Vergesst nicht, zu tanken.“ Sie verschwanden so schnell, dass Alex sagte: „Sie
hatten ja im Hintern eine Rakete!“ „Irina, spielst Du nicht mit dem Feuer?“,
fragte Sacha. „Das habe ich doch immer getan. Das müsstest Du doch wissen. Ich
bin aber eine dir sehr untertänige Frau, nicht wahr, mein lieber Mann? Ein
Taxi!“ Sie hielt das Taxi an. In 20 Minuten telefonierte Irina schon mit Olga.
„War es schlimm?“, hörte Sascha, aber nur fetzenweise vom gesamten Gespräch.
„Weißt Du, Olga, das habe ich den Kindern beigebracht. Ich brachte in den
Kindergarten männliche Hoden und ihr Ding, aus Holz, Gummi und Plastik und
zeigte, was man machen muss, wenn man von Männern sexuell belästigt wird.
Pädophile gibt es in der Gesellschaft viel zu viele und wir müssen unsere
Kinder schützen. Ich tat es im vollen Bewusstsein, dass ich missverstanden
werde, aber später wird man mir dafür dankbar sein. Der Biss deiner Tochter
geht auf mein Konto. Sagt es so dem KGB, dass sie mit solchem Unfug aufhören
sollen, wenn sie nicht alle zu Eunuchen werden wollen. Ich fürchte, dein Andrej
bringt Michail dafür um. Nein, ich habe keine Angst vor ihnen, nur Ehrfurcht
vor Gott empfinde ich und schütze Kinder vor Gefahren des Missbrauchs. Ich muss
etwas schlafen, dann werde ich Oxana sprechen. Sie muss in die Therapie. Mach
es gut, Olga. Grüße Andrej. Ja, die in Indien war nicht seine Geliebte, wie Du
gedacht hast und wie es der alte Severin vorgab. Sie ist eine treue
Pastorenfrau. Du hast dich geirrt, wie so oft. Nichts zu danken. Damit ich
nicht vergesse: du bist keine Schlampe, wie Du vortäuschst. Du willst deinen
Mann eifersüchtig machen und zurück haben. Spiel nicht mit dem Feuer.

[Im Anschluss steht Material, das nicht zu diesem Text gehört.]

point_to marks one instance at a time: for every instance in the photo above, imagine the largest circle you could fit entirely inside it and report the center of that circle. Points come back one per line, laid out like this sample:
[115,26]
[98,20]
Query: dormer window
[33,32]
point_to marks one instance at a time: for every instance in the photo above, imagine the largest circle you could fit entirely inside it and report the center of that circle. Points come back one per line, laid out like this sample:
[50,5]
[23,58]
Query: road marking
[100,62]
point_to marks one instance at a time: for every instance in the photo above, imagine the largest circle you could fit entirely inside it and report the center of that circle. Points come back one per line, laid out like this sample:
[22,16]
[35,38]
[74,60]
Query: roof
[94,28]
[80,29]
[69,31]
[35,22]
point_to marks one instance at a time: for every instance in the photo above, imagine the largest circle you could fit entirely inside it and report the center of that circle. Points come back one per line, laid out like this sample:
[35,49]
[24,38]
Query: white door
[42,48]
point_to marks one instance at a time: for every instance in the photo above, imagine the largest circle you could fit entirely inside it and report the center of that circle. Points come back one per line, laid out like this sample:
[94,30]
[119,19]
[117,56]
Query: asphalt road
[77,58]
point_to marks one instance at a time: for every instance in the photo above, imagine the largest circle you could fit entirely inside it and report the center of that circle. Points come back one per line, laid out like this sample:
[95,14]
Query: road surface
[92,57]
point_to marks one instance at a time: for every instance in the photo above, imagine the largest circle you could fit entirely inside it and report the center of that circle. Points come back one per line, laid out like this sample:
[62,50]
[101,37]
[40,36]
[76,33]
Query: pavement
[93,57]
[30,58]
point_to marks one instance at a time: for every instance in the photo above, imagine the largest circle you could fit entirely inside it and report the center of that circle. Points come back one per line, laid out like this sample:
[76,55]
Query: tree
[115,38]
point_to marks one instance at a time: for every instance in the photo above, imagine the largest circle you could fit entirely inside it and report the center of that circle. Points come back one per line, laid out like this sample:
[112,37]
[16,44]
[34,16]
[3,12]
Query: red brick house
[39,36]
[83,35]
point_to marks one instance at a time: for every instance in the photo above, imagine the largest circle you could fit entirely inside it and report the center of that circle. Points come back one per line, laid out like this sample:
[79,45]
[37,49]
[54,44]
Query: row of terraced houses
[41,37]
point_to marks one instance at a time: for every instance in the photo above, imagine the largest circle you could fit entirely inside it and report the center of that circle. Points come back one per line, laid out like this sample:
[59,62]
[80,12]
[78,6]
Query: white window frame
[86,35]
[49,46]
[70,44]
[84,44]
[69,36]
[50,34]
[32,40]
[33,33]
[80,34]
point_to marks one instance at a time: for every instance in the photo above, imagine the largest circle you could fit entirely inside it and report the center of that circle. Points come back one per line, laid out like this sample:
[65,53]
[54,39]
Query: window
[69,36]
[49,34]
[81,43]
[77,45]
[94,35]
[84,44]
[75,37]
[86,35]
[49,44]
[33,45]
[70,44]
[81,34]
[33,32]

Er hat
seine erste Frau Sophie bereits wegen Krebs verloren. Das hat Wunden
hinterlassen. Schone ihn ein bisschen. Auf Wiedersehen. Ich will schlafen und
meine Jungs wohl auch.“ Sie legte den Hörer auf, küsste Sascha, warf sich aufs
Bett und schlief ununterbrochen zwölf Stunden. Sascha saß neben ihr und las
Bücher. „Was würde ich ohne meine Irina tun?“, flüsterte er dahin. Die drei
Söhne spielten in der Ecke des Schlafzimmers sehr leise Domino und hörten das
Flüstern des Vaters. „Du hast noch uns. Aber wer weiß denn genau, wer als
erster diese Welt verlassen wird. Wir werden alle gehen müssen.“, flüsterte
einer von den dreien. Er nahm alle drei in die Arme und wurde pathetisch:
Tränen flossen aus seinen Augen, er murmelte etwas, was sie nicht verstanden
haben, dann ließ er sie los und legte sich neben Irina. Die Kinder gingen ihren
Geschäften nach. Bei zwei sich liebenden Menschen verursacht der Gedanke einer
möglichen immerwährenden erzwungenen Trennung einen unermesslichen Schmerz.